The old driver of the crawler is afraid of what, IP blocked the most headache!
Recently a lot of data collection friends and I complained, with the gospider this artifact crawl data is really fast, but not moving to the target site blocked IP. last week there is an e-commerce price comparison brother, just run half an hour on the blocked more than 20 IP, angry almost smashed the keyboard.
Here's a tip for the guys:Proxy IP is your stealth suitThe first thing you need to do is to get a proxy IP address to be able to carry two more shots. Like playing chicken games, wearing a three-level armor can carry two more shots, with a proxy IP can let your crawler in the site under the eyes of the repeated horizontal jump. Our domesticipipgoThe proxy service has been tested to be able to stably carry high concurrency requests.
Hands on vest for gospider.
gospider -s "https://target.com" -a -c 10 -d 3
--proxy http://user:pass@proxy.ipipgo.com:31028
in this command.-proxy parametersThat's the key, the ipipgo provide proxy address to fill in, immediately become a "thousand-face crawler". Pay attention to the format do not write the wrong, especially the account password and port number, novice is most likely to fall in this.
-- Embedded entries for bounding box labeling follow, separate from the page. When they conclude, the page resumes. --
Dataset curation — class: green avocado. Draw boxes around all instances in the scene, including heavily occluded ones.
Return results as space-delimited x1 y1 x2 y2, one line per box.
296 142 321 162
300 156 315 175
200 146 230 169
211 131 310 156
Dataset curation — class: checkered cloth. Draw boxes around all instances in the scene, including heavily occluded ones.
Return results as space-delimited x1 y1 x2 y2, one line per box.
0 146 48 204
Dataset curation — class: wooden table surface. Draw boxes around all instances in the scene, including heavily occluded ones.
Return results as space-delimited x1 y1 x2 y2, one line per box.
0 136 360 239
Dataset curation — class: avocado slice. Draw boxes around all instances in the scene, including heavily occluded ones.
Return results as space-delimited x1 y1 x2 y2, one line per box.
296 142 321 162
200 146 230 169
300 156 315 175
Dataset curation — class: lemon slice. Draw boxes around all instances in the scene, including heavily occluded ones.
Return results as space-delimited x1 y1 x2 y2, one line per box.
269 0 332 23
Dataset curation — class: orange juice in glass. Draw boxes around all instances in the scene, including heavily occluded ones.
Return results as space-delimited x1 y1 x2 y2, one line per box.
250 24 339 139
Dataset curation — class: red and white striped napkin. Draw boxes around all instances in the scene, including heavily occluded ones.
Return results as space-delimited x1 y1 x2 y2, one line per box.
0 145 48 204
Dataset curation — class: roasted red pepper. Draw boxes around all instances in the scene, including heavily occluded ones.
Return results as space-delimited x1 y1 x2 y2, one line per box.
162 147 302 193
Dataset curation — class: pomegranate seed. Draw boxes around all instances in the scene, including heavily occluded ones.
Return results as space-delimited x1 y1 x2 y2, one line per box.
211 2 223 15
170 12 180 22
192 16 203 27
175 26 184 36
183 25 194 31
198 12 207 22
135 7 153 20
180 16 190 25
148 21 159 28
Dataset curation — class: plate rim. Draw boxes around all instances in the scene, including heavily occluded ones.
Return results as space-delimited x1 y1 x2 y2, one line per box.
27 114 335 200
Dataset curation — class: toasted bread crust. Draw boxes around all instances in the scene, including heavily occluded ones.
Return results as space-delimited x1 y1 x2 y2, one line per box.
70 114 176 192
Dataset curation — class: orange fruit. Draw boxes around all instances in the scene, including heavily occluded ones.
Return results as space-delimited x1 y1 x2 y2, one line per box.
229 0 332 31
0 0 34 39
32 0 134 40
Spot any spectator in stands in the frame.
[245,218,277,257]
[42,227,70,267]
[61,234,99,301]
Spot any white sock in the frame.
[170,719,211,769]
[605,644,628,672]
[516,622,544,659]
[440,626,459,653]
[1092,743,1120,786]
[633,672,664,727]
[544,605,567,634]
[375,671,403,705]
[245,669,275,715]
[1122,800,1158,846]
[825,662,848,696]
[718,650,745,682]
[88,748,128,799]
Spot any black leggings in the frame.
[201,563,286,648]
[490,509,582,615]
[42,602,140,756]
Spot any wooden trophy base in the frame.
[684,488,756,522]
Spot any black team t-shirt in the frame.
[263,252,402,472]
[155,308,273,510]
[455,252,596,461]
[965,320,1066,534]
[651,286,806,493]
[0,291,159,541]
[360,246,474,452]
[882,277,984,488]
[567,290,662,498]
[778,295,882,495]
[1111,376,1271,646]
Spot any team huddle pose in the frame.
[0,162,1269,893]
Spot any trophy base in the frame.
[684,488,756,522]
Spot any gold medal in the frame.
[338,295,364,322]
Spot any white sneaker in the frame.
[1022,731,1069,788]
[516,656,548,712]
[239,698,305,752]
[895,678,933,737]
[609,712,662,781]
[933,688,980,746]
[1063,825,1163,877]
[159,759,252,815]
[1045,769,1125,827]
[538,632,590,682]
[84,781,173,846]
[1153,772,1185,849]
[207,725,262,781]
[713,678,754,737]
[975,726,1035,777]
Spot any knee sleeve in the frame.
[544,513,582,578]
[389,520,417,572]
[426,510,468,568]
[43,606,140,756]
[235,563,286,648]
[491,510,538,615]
| parameters | corresponds English -ity, -ism, -ization | recommended value |
|---|---|---|
| -c | concurrency | 10-30 (depending on agent package) |
| -proxy | agency agreement | http/socks5 |
A practical guide to avoiding the pit
The last time I helped a customer to climb the price of the travel site, with ipipgo's residential agent pool, ran for three consecutive days without being blocked. Here is a little trick:Timed proxy IP change. Their API supports changing IPs by the minute, and with gospider's timed tasks, it's perfect.
Automatic IP Change Script
while true; do
new_ip=$(curl https://api.ipipgo.com/get_proxy)
gospider -s $url --proxy $new_ip
sleep 300 Change IP every 5 minutes
done
White common rollover scene QA
Q: What should I do if my proxy IP always times out?
A: First check the proxy format is not right, and then try to switch ipipgo's different server room nodes. Their tech support responds quickly, and last time I raised a work order at 2:00 in the middle of the night, there was actually someone who responded...
Q: Is it the agent's fault that the crawler is slowing down?
A: Not necessarily! Usecurl -x单独测试代理。如果超过200ms,建议换ipipgo的静态高速套餐,专门针对爬虫优化过。
Q: How many proxy IPs do I need to use at the same time?
A: Depends on the strength of the target site's wind control. It is generally recommended to prepare3-5 times the number of concurrencesThe amount of IP. For example, if you are running 20 concurrencies, it is best to have 60-100 IPs on hand to rotate, and ipipgo's packages have just the right amount of flexibility for this type of configuration.
Why ipipgo?
Used 7 or 8 agency services and finally locked in with them. Three hardcore advantages:
- 国内自建机房,能控制在50ms内
- The IP pool is updated hourly with 15%, which is simply too much to use up!
- Supports per-traffic billing, especially friendly to small projects
Lastly, a word of advice: don't use free proxies on the cheap! Before a buddy to save trouble, the result of crawling data was injected malicious code, the database was emptied. Professional things or toipipgoThis kind of reliable service provider is more safe and secure than anything else.